Their assessment begs the question: what will cause land prices to fall or at least normalise to longer-term price-to-income multiples?
First, restrictions on bank lending via a more highly regulated banking sector. To some extent Basel III may already drive this shift but there has obviously been extensive discussion in Australia regarding the Murray Inquiry (Murray must address the moral hazard in housing, July 16) and whether the Reserve Bank of Australia and the Australian Prudential Regulation Authority will introduce macroprudential policies (Another RBA warning on housing, October 10).
Second, ease zoning and land-use restrictions to free up new land and use the land available more efficiently. There’s no good reason why this process takes years and really the only beneficiaries are property developers and state and local governments.
Third, remove measures which artificially increase demand. The first home owners grant, negative gearing and the capital gains exemption could all either be removed or wound back to remove economic distortions and ease the pressure on a relatively fixed housing supply.
Finally, transportation costs can be reduced. For example, this can be achieved via cheaper cars -- and fees associated with running and maintaining a vehicle -- and better public transport or even a scheme such as Uber.
An alternative approach to reducing transportation costs is simply for workplaces to reduce the need for travel full-stop. As information technology continues to improve and workplaces continue to adapt an increasing share of the population will likely work from home.

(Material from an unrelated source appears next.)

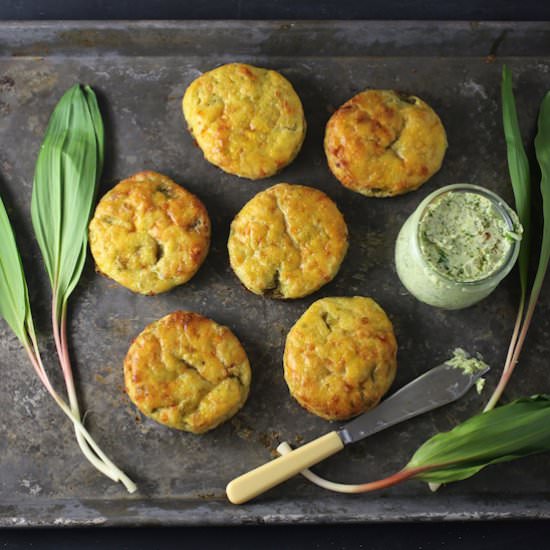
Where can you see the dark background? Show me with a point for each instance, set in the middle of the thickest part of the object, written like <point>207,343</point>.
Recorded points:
<point>427,536</point>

This, as with the creation of rail and motor vehicles, could potentially make a range of locations more economically viable and increase the supply of land for people to live in. Living in the city will no longer be as appealing.
Long-term property dynamics are interesting because the current situation operates so far outside those norms. Will we revert towards the mean? I have always had my doubts, although I’ve conceded that there is a considerable risk that the sector may underperform for a number of years.
Nevertheless, the cross-country comparison makes it clear that Australia isn’t unique -- although our property growth has been stronger than other comparable countries -- and the rapid rise in property and land prices has been a global affair.
But that isn’t a cause for complacency. High land prices remain a problem for the Australian economy; pricing out Australia’s youth, creating systemic risks for the financial system and potentially creating barriers to entry for Australian businesses. Land prices might be a global problem but they are a bigger problem here than they are almost anywhere else.